北中米W杯は現地時間7月19日に決勝戦が行われ、スペイン代表がアルゼンチン代表を延長戦の末1-0で下し、4大会ぶり2度目の優勝を果たした。
大会全104試合が終了し、出場国の最終順位も確定した中、日本が成し遂げた“逆トーナメント制覇”がネット上で話題になっている。
「逆トーナメント制覇」とは何か
今大会の最終順位は、勝ち上がったラウンド内で獲得した総勝ち点や得失点差などをもとに順位付けされ、日本はラウンド32で敗れたチーム同士の比較で総合21位となった。
日本はラウンド32でブラジルに敗戦。そのブラジルはラウンド16でノルウェーに敗れた。以後、ノルウェーはベスト8でイングランドに敗れ、イングランドも準決勝でアルゼンチンの前に敗退。そしてアルゼンチンもスペインに敗れて連覇ならず。つまり、トーナメント上で日本の山にいたチームは、勝った直後の試合で負けるという事態が続いた。
ネット上で広がる反応
この事実が判明すると、ネット上では「ワールドカップ、日本が栄えある逆トーナメントの優勝国になったらしい」「逆トーナメント制覇してるんだから日本がめちゃくちゃ弱かっただけ」といった声が上がっている。
一方で、優勝したスペインがW杯で最後に90分間で黒星を喫したのが、前回2022年カタール大会グループリーグの日本戦だったことから、「今回は最弱だったが、最強スペインに勝ってるわけだし、どっちなんだい」といった意見も広がっており、単純な評価には収まらない複雑な受け止め方をされている。
セルジオ越後氏の厳しい総括
日刊スポーツ評論家のセルジオ越後氏(80)は、決勝戦を見届けた上で「このままじゃ、優勝は一生無理じゃないの?」という厳しい総括にたどり着いたという。
セルジオ氏は、スペインが個人に頼ることなく全員で幅広い攻撃を仕掛け、準決勝ではフランスのエムバペを封じ込んだように8試合で1失点だったことを挙げ、「間違いなく、世界NO.1だと言えるよ」と評価。その上で、前回大会でスペインに勝った日本が、前回より悪いベスト32という結果に終わったことを問題視している。
「反省会をやり、きちんと報告できない組織は成長しない」
セルジオ氏は、帰国後の森保監督が結果を絶賛していたことについて「それは僕が監督でも言いますよ。だって、自分でつくった料理はおいしいもん」と皮肉りつつ、日本サッカー協会が今回の結果を踏まえた振り返りや反省を報告することを求めている。

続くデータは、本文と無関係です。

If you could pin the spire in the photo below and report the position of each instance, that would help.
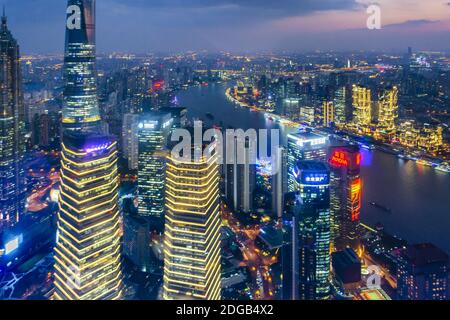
(4, 19)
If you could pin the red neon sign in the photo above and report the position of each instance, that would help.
(355, 199)
(339, 159)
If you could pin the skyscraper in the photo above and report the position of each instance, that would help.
(313, 180)
(362, 107)
(153, 131)
(12, 181)
(87, 253)
(303, 146)
(346, 188)
(80, 104)
(130, 150)
(192, 254)
(423, 273)
(328, 113)
(340, 102)
(240, 176)
(388, 111)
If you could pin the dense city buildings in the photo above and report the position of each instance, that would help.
(192, 267)
(153, 132)
(388, 111)
(88, 248)
(362, 108)
(303, 146)
(99, 200)
(314, 235)
(12, 183)
(423, 273)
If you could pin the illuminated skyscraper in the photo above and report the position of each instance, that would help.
(313, 182)
(153, 130)
(303, 146)
(340, 106)
(362, 106)
(328, 113)
(80, 104)
(87, 253)
(346, 187)
(388, 111)
(12, 182)
(192, 254)
(240, 176)
(129, 148)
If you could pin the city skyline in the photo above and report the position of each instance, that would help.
(148, 177)
(240, 26)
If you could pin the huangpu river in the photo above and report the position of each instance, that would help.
(418, 196)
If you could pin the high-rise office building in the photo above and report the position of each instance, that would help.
(12, 177)
(278, 181)
(313, 182)
(130, 150)
(303, 146)
(346, 188)
(388, 111)
(80, 103)
(240, 176)
(87, 252)
(362, 107)
(328, 113)
(423, 272)
(340, 103)
(192, 254)
(153, 131)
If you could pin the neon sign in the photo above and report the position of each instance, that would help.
(339, 159)
(97, 148)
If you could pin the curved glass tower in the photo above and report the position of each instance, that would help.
(80, 108)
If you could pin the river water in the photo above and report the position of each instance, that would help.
(418, 196)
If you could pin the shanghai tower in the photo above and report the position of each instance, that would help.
(80, 109)
(87, 253)
(12, 182)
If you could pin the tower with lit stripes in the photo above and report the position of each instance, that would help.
(87, 252)
(362, 107)
(388, 110)
(192, 267)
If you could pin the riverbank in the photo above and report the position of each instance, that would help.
(416, 194)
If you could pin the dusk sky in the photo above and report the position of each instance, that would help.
(237, 25)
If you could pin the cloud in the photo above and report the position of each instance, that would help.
(411, 23)
(271, 8)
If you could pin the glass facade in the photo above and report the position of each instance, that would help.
(87, 253)
(303, 146)
(80, 105)
(153, 130)
(12, 177)
(192, 262)
(313, 185)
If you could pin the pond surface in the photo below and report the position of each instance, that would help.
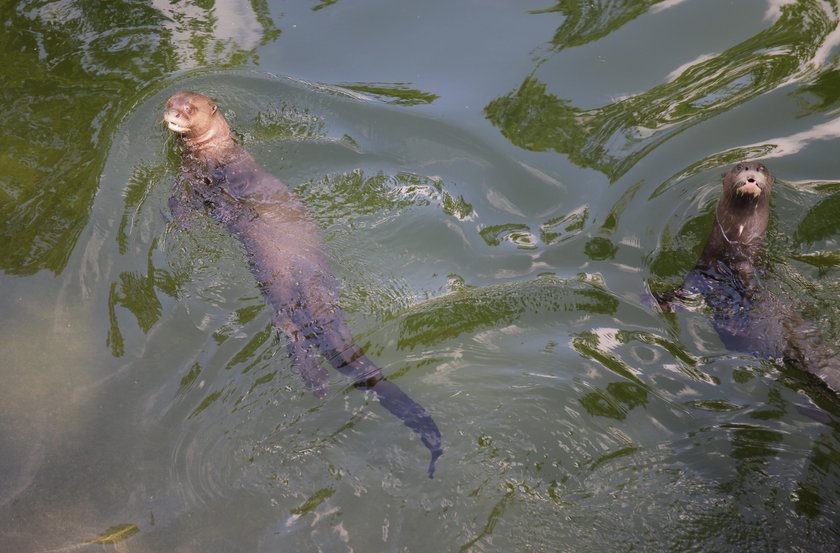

「日本代表を会社に例えるなら、売り上げ(結果)が落ちれば、株主総会は荒れるよね」としながら、ファンや周囲の反応が優しすぎることにも懸念を示し、「反省会をやり、きちんと報告できない組織は成長しない」と厳しく指摘した。
今後への期待
セルジオ氏は「日本代表に優勝してほしいけど『無理』と言ってしまう」としながらも、世界がどんどん進化する中で「日本も置いていかれないように、再スタートしてほしい」と締めくくっている。
ネット上の話題性と専門家の厳しい指摘、両方から今大会の日本代表の結果を見つめ直す動きが広がっている。
次回大会に向けた課題
今回の結果を踏まえ、日本サッカー協会が今後どのような強化方針を打ち出すのかが焦点になる。
セルジオ氏が指摘するような組織としての振り返りが行われるかどうかは、次回大会での結果にも直結する重要な要素と言えそうだ。
「逆トーナメント制覇」というユーモアの裏側
ネット上で広がった「逆トーナメント制覇」という言葉は、あくまでユーモアを込めた表現ではあるが、その裏には日本代表の実力を冷静に見つめ直そうとする視線も存在する。
結果に対する厳しい声と温かい応援、両方が入り混じる形で今大会は幕を閉じた。